But it is only another sensation, he told himself, and held onto that awareness. Pain was like anything else. Like hunger, exhaustion, cold, fear, joy. This was what the Book of Corrections had taught him. And if that was true . . .
Then I can ignore it. Terak opened his eyes, still with the waves of heat pulsing over his shoul
der. Somehow his mind had become more accustomed to it. He had won for himself a brief shadow of awareness.
And he saw that Lord Yuliel was plunging his hands with their accumulated red-purple radiance down toward the floor. The light rolled and combined together into a pulsing beam that shot into the floor with a dull thump.
What did you do? Terak thought, over and over. What have you done!?
And then, as the ground started to shake and the objects on the table rattled around them, Terak got an inkling of an idea . . .
12
Elsewhere, the Walls of Araxia
It was full night, and the battle for Araxia was raging hot and fast. Although the walls were alive with running feet and lit by torches, the human and elvish defenders of the city barely needed any extra light. The great bonfires of the War Burg’s projectiles cast the city in a hellish red glow.
The War Burg itself hadn’t moved from its stationary position, hanging a couple miles over the ground before the keep of the Southern Gate. Its entire chalk-stone body was lit by the glow of the fires, and the heavy smokes caught and gathered about it in streamers and fogs.
Still, the wyverns of the orcs flared and swept over the walls. The night-time was their natural time to be active. They appeared out of the night suddenly monstrous and terrifyingly close. These creatures flipped their scaled bodies over the battlements as they shrieked, picking off individual wall defenders before spinning down the far side of the walls to careen through the empty streets of the city.
Volleys and flights of crossbows and arrows attempted to track and follow them, but many of the creatures proved too fast, too erratic. Only the contingent of Yuliel’s bow-elves—unaware of their liege lord’s treachery, somewhere far behind them—whose sharp elf-sight and goldenwood longbows could track and bring down the savage beasts.
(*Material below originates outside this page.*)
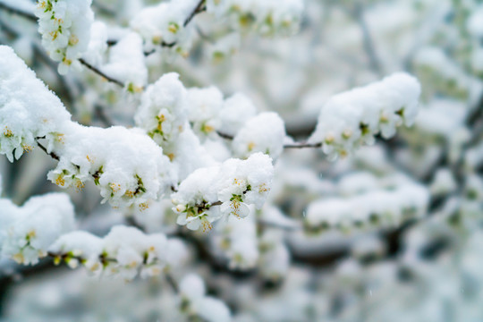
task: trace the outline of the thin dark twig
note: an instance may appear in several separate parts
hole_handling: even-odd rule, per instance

But despite an hour or so of fighting, the clamor of harsh orcish war horns, and the shriek of the wyverns and their riders, the various orcish tribes and warbands of the War Burg had not sallied forth. They had not let down their long ladders to the walls before them or the ground below the Burg. The orcs had not moved their Burg into direct, crashing contact with the walls. Nor had they floated it over the walls to land in the city itself.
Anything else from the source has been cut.